Poitier was born in Miami — unexpectedly, it turns out. He was two months premature and was born while his parents were vacationing in Florida, but lived his early life in his home country of the Bahamas and had a home there. He's perhaps the most famous person from the country. In 1997, Poitier was named Bahamian ambassador to Japan, a position he held until 2007. Poitier frequently played intelligent and cultured characters because he himself was intelligent and cultured. From 2002 to 2007, Poitier also became the concurrent ambassador to UNESCO (the United Nations Educational, Scientific and Cultural Organization), an organization built to allow nations to share artistic, scientific, and educational discoveries with one another. 

In 1994, Poitier got a star on the Hollywood Walk of Fame. You can visit it at 7065 Hollywood Blvd., Hollywood, CA 90028. Leave a yellow elder, the national flower of the Bahamas.

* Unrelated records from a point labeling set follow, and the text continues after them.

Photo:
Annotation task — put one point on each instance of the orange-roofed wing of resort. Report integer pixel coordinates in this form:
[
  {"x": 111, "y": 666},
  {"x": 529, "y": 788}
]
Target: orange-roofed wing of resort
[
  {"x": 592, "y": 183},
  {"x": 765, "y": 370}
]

Knighthood, Kennedy Center Honor, and the Presidential Medal of Honor

The last non-documentary feature film Poitier acted in was 1997's "The Jackal," starring Bruce Willis, although he continued to work in TV for several more years, notably playing Nelson Mandela in a 1997 TV movie opposite Michael Caine, who played F.W. de Klerk. His final film was a 2001 TV movie called "The Last Brickmaker in America."

In 1974, for his contribution to the arts, Sidney Poitier granted an honorary knighthood by Queen Elizabeth II. Yes, he was Sir Sidney Poitier. His full title was Sir Sidney Poitier, Honorary Knight Commander of the Order of the British Empire. Personally, I regret never meeting Poitier, not just because it would have been an extreme honor, but also because I have now missed out on addressing him this way. 

In 1995, he received the Kennedy Center honor. In 2009, Poitier was granted the Presidential Medal of Freedom by Barack Obama. In his 94 years, Sidney Poitier accomplished more than most of us would if we lived twice his age. He was honorable, talented, kind, and diplomatic. Rest in peace. Let's celebrate his life.